The problem is to find some value of the Input parameter (that is, 4 
Boolean values, one each for Input(1), Input(2), Input(3), and Input(4)) 
such that Formula (Input) returns True. One solution is (True, False, 
False, True).

In real applications of the Boolean satisfiability problem, the number 
of variables can be huge (thousands or millions, I believe -- it keeps 
increasing year by year). In real applications the Formula would 
typically not be written out in Ada, as in the above example, but would 
be given as input to the program and represented by some data structure.

The brute-force exponential algorithm is to try all possible values of 
the Input parameter. There are 2**4 = 16 such values in the example.

> How do I use it in a recursive function?

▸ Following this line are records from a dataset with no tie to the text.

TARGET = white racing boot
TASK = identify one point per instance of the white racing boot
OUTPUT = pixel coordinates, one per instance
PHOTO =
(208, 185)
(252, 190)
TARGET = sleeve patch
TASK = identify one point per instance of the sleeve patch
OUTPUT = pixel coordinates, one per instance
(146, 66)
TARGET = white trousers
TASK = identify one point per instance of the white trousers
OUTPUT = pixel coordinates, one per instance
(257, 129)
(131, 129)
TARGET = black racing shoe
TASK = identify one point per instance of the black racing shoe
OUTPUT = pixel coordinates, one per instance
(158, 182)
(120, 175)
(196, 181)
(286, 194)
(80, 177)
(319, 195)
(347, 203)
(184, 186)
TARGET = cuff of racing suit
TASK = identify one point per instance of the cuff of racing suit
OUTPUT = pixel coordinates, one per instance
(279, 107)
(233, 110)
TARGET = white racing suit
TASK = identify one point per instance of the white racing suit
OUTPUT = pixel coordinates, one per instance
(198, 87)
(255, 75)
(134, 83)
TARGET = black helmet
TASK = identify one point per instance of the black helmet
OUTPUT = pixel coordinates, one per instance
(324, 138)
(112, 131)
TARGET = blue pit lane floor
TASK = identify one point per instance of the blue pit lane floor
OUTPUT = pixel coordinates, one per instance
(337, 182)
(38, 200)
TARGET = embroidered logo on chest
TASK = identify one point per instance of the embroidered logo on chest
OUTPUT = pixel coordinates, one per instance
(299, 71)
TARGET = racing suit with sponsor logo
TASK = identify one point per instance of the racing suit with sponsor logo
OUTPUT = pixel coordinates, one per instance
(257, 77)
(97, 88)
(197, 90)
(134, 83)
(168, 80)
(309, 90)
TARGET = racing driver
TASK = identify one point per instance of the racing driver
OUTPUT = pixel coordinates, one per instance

The recursion is just used to enumerate (go through) all possible values 
of the Input parameter when (as in the general case) the length of the 
Input vector is some variable N. The idea is to first enumerate all 
values of Input where Input(1) = False, and then (if no solution was 
found yet) enumerate all values of Input where Input(1) = True. To 
enumerate all Inputs where Input(1) has a given value, a recursive call 
is used to enumerate all the values of the rest of the Input, which is 
Input(2..N). The recursion ends when it is trying a value for Input(N), 
and then it just calls Formula (Input); if the result is True, this 
value of Input is a solution.

I have placed example Ada code at http://www.tidorum.fi/soldem.zip.

But I repeat, this problem is a hard one, for which it is not easy to 
find more efficient general solutions, unless you know something more 
about the formula. For example, if you know that it uses at most 10 
variables (not all the N variables), you can inspect the formula to find 
which 10 variables it uses and then limit the search to all the possible 
values of these 10 variables, giving a constant 2**10 number of choices 
instead of the general 2**N.

-- 
Niklas Holsti
Tidorum Ltd
niklas holsti tidorum fi
       .      @       .